Ahdi, for his part, simply lies prone on the floor, resigned. His limbs are splayed out, making a giant X on the hardwood. He looks like, despite his best efforts to dodge it, someone has thrown stupid all over him and now he has to wash it off. It’s not a huge deal, merely more work he didn’t need.

“No, not anything.” Daniel looks at Ellie as though she’s the one who deserves a dope slap. “The right thing. And we all understand why before we do it.”

“How many secret cabals of maintainers are there?” Ellie asks, even though she doesn’t really want to know.

“Strictly speaking, Ellie, you’re in at least one secret cabal.” Ahdi, his composure recovered, starts slithering around the room again. “Just because a group is common knowledge to you doesn’t make it common knowledge. And, apparently, you can even run a secret cabal without knowing it.”

Ahdi is surprisingly good-natured about discovering that he is the leader of a secret cabal. Daniel looks relieved. Ellie wants to shake Daniel until she’s convinced all of his secrets have fallen out.

“And how does that happen exactly?” Ellie’s gaze follows him as he inches along a wall.

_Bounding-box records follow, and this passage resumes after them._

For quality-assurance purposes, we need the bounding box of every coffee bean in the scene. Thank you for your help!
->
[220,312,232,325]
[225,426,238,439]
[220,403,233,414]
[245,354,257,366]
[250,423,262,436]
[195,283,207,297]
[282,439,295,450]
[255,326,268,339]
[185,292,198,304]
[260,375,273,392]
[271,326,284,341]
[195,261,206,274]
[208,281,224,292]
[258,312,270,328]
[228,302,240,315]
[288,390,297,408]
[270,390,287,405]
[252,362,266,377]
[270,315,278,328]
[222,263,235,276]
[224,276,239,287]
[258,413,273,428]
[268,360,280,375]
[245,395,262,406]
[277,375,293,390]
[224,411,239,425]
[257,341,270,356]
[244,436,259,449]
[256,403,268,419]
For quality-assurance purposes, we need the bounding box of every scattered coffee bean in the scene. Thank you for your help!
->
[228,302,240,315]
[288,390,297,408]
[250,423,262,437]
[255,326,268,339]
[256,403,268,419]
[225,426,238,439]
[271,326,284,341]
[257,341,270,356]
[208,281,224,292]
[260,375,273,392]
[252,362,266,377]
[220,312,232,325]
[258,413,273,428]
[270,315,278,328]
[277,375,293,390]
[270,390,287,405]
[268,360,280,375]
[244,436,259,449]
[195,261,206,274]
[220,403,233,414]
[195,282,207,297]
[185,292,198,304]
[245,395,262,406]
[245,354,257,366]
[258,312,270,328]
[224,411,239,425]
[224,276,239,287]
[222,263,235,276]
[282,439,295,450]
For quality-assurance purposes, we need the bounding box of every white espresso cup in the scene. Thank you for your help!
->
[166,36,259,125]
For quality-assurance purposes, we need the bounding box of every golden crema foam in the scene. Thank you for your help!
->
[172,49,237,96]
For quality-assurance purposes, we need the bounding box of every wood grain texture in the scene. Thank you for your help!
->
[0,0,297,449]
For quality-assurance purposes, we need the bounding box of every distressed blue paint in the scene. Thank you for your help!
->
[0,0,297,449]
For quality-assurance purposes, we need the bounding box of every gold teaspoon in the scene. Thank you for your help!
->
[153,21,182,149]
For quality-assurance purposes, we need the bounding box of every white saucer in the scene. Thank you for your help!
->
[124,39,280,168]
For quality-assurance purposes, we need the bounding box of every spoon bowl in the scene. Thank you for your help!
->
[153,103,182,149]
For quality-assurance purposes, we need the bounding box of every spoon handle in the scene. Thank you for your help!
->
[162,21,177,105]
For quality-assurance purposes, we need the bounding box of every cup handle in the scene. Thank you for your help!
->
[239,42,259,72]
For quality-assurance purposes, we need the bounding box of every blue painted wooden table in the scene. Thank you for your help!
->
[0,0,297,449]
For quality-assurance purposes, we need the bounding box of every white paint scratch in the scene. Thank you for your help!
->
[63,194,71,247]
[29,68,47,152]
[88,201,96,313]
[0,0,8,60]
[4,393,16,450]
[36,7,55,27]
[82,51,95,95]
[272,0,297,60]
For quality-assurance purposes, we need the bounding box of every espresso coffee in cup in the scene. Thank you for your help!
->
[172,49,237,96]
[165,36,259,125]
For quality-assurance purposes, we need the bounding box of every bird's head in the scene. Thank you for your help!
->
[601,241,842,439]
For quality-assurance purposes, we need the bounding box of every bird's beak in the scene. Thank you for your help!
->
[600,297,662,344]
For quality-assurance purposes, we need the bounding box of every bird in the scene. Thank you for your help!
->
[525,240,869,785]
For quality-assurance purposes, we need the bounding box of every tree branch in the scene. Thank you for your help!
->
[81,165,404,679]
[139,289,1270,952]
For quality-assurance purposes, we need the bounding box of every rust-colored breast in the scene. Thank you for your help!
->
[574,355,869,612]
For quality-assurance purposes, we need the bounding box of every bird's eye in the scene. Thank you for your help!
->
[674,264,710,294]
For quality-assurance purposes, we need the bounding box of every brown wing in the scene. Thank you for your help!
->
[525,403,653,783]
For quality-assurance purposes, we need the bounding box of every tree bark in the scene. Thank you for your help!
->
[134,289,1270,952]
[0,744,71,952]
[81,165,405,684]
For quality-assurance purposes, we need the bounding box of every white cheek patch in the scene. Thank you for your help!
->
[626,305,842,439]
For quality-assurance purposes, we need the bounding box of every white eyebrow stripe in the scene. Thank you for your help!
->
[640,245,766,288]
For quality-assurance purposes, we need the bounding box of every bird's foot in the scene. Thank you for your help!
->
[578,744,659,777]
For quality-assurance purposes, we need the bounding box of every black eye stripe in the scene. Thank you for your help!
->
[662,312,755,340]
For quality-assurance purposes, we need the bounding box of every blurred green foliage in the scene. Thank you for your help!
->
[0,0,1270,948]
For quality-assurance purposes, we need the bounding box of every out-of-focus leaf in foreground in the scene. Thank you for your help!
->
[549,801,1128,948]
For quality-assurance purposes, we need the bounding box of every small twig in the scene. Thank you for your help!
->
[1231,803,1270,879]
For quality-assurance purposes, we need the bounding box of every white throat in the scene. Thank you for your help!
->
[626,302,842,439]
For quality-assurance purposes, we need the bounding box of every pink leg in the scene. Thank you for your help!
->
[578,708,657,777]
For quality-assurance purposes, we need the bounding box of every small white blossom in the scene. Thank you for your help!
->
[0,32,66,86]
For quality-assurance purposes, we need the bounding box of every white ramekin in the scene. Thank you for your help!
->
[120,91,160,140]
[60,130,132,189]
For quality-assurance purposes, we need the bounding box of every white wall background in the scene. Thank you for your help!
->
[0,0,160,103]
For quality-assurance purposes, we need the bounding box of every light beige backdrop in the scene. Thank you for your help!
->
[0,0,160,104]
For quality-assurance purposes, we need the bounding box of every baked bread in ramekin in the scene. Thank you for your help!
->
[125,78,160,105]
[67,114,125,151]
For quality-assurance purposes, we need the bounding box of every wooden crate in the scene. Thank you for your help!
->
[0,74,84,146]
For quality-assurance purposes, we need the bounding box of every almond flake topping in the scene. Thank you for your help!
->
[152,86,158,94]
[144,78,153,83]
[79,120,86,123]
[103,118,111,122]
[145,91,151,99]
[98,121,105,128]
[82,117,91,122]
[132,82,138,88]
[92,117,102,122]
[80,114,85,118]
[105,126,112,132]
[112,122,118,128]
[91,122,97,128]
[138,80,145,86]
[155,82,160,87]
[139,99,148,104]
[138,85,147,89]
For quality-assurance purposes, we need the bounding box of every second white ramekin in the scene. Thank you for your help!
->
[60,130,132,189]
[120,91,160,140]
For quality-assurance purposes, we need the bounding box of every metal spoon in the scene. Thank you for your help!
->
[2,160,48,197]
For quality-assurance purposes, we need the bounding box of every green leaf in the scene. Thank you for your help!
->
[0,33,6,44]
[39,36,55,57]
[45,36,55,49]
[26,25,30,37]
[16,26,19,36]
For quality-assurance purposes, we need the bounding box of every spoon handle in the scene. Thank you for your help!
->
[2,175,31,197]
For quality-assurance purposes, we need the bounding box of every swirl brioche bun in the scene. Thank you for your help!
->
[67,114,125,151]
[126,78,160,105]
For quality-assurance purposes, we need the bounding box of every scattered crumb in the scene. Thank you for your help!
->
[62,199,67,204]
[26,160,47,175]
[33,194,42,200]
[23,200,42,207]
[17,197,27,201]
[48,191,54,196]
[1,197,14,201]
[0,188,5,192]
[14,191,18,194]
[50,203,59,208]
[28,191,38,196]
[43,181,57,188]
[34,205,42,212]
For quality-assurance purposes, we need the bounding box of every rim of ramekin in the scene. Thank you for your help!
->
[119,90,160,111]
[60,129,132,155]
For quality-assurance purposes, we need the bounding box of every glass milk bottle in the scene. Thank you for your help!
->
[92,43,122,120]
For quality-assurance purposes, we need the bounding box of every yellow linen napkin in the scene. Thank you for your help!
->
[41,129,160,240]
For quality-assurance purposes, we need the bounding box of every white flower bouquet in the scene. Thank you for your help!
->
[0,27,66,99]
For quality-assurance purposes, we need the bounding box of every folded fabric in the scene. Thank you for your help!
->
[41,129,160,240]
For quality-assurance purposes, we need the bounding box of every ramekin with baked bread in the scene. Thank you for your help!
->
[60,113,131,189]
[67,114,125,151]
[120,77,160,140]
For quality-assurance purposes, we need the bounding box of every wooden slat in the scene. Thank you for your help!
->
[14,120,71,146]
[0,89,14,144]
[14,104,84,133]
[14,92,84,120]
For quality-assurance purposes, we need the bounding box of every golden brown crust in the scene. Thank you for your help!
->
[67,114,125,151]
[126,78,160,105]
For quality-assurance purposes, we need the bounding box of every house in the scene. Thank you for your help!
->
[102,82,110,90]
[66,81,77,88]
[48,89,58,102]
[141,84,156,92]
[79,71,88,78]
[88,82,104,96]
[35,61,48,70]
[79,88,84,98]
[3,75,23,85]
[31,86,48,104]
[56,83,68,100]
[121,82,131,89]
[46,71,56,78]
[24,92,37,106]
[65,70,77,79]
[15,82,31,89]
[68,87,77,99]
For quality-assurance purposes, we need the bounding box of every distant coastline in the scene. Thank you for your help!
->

“You have to understand.” Ahdi is now massaging the baseboards. “Maintainers have always come to me for help. We either talk through ways to resolve their design problems, or I explain to them why what they want to do is a terrible idea and why they should reconsider.”

“So, you never tell themwhatto do but you do tell them what todo.”

“Yes, that’s the unintended effect.” He sounds regretful, not testy as Ellie expected. “I should approach this with more intentionality.”